From 8958ab66a80e947852fef685c6cf4c68e2cf9192 Mon Sep 17 00:00:00 2001
From: mariosasko <mariosasko777@gmail.com>
Date: Mon, 12 Sep 2022 19:09:27 +0200
Subject: [PATCH 1/5] Support parsing JSON lists

---
 src/datasets/packaged_modules/json/json.py | 34 ++++++++++++++++++----
 1 file changed, 28 insertions(+), 6 deletions(-)

diff --git a/src/datasets/packaged_modules/json/json.py b/src/datasets/packaged_modules/json/json.py
index fa8a63e686a..eaf6da34531 100644
--- a/src/datasets/packaged_modules/json/json.py
+++ b/src/datasets/packaged_modules/json/json.py
@@ -15,6 +15,23 @@
 logger = datasets.utils.logging.get_logger(__name__)
 
 
+if datasets.config.PYARROW_VERSION.major >= 7:
+    
+    def pa_table_from_pylist(mapping):
+        return pa.Table.from_pylist(mapping)
+else:
+
+    def pa_table_from_pylist(mapping):
+        arrays = []
+        names = []
+        if mapping:
+            names = list(mapping[0].keys())
+        for n in names:
+            v = [row[n] if n in row else None for row in mapping]
+            arrays.append(v)
+        return pa.Table.from_arrays(arrays, names)
+
+
 @dataclass
 class JsonConfig(datasets.BuilderConfig):
     """BuilderConfig for JSON."""
@@ -131,12 +148,17 @@ def _generate_tables(self, files):
                                     dataset = json.load(f)
                             except json.JSONDecodeError:
                                 raise e
-                            raise ValueError(
-                                f"Not able to read records in the JSON file at {file}. "
-                                f"You should probably indicate the field of the JSON file containing your records. "
-                                f"This JSON file contain the following fields: {str(list(dataset.keys()))}. "
-                                f"Select the correct one and provide it as `field='XXX'` to the dataset loading method. "
-                            ) from None
+                            if isinstance(dataset, list): # list is the only supported sequence type in JSON
+                                pa_table = pa_table_from_pylist(dataset)
+                                yield file_idx, self._cast_table(pa_table)
+                                break
+                            else:
+                                raise ValueError(
+                                    f"Not able to read records in the JSON file at {file}. "
+                                    f"You should probably indicate the field of the JSON file containing your records. "
+                                    f"This JSON file contain the following fields: {str(list(dataset.keys()))}. "
+                                    f"Select the correct one and provide it as `field='XXX'` to the dataset loading method. "
+                                ) from None
                         # Uncomment for debugging (will print the Arrow table size and elements)
                         # logger.warning(f"pa_table: {pa_table} num rows: {pa_table.num_rows}")
                         # logger.warning('\n'.join(str(pa_table.slice(i, 1).to_pydict()) for i in range(pa_table.num_rows)))

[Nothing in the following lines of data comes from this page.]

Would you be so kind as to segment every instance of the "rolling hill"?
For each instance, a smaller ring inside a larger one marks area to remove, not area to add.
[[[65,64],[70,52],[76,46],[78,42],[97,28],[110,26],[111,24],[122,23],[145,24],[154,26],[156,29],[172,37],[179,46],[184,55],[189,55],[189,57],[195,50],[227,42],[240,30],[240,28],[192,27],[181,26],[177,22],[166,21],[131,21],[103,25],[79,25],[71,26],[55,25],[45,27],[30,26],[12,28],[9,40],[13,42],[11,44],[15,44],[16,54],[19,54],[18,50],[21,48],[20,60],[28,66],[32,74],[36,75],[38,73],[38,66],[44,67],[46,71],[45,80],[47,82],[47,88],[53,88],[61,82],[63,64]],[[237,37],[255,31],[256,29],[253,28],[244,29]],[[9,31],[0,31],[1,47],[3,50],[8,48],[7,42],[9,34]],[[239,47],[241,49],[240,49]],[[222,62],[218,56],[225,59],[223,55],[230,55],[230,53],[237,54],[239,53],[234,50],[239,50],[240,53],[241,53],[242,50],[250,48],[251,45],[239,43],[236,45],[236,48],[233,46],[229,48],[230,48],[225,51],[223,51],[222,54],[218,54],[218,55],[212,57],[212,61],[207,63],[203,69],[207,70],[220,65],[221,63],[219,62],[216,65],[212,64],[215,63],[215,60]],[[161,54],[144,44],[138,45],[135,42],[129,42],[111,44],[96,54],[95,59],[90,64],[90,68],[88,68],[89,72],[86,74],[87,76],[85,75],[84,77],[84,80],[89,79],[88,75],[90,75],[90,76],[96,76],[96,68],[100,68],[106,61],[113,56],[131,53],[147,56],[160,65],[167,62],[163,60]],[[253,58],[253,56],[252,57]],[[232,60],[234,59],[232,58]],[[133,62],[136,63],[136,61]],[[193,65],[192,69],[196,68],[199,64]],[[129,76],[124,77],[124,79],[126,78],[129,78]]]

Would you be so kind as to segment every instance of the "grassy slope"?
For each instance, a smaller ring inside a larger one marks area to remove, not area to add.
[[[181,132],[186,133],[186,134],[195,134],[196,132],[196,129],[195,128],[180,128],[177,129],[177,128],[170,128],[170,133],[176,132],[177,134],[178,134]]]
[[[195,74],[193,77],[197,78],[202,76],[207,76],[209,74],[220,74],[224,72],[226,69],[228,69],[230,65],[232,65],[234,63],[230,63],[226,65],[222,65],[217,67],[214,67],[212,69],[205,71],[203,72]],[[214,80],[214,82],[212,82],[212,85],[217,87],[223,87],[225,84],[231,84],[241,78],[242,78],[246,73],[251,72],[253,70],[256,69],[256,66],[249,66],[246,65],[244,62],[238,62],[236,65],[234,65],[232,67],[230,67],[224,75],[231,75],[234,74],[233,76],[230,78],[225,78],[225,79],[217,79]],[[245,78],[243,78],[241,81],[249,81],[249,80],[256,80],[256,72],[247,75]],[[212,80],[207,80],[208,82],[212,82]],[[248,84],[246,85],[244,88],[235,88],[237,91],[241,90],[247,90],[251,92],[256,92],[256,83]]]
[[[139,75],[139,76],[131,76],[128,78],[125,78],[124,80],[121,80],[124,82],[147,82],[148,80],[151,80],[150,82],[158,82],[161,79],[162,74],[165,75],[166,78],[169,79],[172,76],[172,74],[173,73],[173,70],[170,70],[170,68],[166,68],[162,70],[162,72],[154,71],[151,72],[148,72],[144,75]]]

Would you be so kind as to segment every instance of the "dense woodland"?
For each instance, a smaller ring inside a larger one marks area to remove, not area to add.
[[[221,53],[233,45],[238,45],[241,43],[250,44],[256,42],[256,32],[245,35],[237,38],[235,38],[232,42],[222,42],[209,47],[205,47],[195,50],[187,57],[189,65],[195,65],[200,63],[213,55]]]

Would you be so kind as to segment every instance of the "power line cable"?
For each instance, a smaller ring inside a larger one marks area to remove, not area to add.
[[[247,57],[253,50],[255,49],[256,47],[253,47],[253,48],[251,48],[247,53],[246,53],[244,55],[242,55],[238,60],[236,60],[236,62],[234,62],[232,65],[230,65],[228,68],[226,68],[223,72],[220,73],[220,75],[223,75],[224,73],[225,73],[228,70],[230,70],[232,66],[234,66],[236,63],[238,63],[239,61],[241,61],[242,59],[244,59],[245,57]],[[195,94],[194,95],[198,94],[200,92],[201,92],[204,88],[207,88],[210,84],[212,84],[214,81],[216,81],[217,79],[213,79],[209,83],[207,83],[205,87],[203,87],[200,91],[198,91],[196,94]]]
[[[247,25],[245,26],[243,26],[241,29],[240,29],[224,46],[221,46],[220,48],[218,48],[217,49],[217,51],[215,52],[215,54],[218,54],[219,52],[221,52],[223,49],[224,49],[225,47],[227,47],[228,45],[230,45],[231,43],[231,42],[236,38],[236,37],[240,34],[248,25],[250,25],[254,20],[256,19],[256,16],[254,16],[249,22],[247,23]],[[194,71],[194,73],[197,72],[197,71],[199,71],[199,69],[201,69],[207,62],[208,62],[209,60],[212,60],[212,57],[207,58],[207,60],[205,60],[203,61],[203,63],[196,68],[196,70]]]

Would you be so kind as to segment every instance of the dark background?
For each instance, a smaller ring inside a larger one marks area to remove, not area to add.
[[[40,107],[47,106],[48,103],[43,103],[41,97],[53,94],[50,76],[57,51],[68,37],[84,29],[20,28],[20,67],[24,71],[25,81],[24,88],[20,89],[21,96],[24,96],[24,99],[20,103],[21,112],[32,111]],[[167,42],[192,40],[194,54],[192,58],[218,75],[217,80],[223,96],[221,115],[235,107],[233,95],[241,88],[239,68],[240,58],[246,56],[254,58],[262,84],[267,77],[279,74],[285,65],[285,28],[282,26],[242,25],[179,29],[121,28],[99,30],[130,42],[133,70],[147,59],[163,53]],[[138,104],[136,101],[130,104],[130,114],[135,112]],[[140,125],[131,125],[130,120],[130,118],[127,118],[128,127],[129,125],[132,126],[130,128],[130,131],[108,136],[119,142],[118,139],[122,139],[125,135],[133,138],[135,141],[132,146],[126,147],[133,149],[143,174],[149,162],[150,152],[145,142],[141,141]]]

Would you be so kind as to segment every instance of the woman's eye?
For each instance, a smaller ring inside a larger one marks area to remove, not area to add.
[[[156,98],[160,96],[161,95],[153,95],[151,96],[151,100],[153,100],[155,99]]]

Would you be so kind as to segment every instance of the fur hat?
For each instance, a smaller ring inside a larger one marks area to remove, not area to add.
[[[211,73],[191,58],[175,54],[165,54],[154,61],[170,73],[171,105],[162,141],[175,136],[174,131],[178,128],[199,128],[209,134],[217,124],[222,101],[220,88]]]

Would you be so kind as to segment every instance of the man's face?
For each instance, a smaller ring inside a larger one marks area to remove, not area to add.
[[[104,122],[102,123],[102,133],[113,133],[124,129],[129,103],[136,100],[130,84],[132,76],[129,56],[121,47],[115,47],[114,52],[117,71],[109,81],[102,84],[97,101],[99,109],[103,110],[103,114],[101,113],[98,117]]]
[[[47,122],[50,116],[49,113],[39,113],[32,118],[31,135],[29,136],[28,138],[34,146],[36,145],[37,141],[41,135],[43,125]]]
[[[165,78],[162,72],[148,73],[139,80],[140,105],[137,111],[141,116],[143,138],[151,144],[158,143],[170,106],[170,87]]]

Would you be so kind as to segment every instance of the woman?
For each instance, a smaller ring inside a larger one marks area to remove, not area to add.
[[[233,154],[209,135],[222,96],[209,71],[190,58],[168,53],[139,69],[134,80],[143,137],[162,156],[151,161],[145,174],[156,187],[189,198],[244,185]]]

From ab250cfc13f3ba9f61118937ae7bda3e289d3d23 Mon Sep 17 00:00:00 2001
From: mariosasko <mariosasko777@gmail.com>
Date: Tue, 13 Sep 2022 14:13:56 +0200
Subject: [PATCH 2/5] Add error handling

---
 src/datasets/packaged_modules/json/json.py | 15 +++++++++++----
 1 file changed, 11 insertions(+), 4 deletions(-)

diff --git a/src/datasets/packaged_modules/json/json.py b/src/datasets/packaged_modules/json/json.py
index eaf6da34531..f6f89286d54 100644
--- a/src/datasets/packaged_modules/json/json.py
+++ b/src/datasets/packaged_modules/json/json.py
@@ -16,9 +16,10 @@
 
 
 if datasets.config.PYARROW_VERSION.major >= 7:
-    
+
     def pa_table_from_pylist(mapping):
         return pa.Table.from_pylist(mapping)
+
 else:
 
     def pa_table_from_pylist(mapping):
@@ -142,17 +143,23 @@ def _generate_tables(self, files):
                                         )
                                         block_size *= 2
                         except pa.ArrowInvalid as e:
-                            logger.error(f"Failed to read file '{file}' with error {type(e)}: {e}")
                             try:
                                 with open(file, encoding="utf-8") as f:
                                     dataset = json.load(f)
                             except json.JSONDecodeError:
+                                logger.error(f"Failed to read file '{file}' with error {type(e)}: {e}")
                                 raise e
-                            if isinstance(dataset, list): # list is the only supported sequence type in JSON
-                                pa_table = pa_table_from_pylist(dataset)
+                            # If possible, parse the file as a list of json objects and break the loop
+                            if isinstance(dataset, list):  # list is the only sequence type supported in JSON
+                                try:
+                                    pa_table = pa_table_from_pylist(dataset)
+                                except (pa.ArrowInvalid, AttributeError) as e:
+                                    logger.error(f"Failed to read file '{file}' with error {type(e)}: {e}")
+                                    raise ValueError(f"Not able to read records in the JSON file at {file}.") from None
                                 yield file_idx, self._cast_table(pa_table)
                                 break
                             else:
+                                logger.error(f"Failed to read file '{file}' with error {type(e)}: {e}")
                                 raise ValueError(
                                     f"Not able to read records in the JSON file at {file}. "
                                     f"You should probably indicate the field of the JSON file containing your records. "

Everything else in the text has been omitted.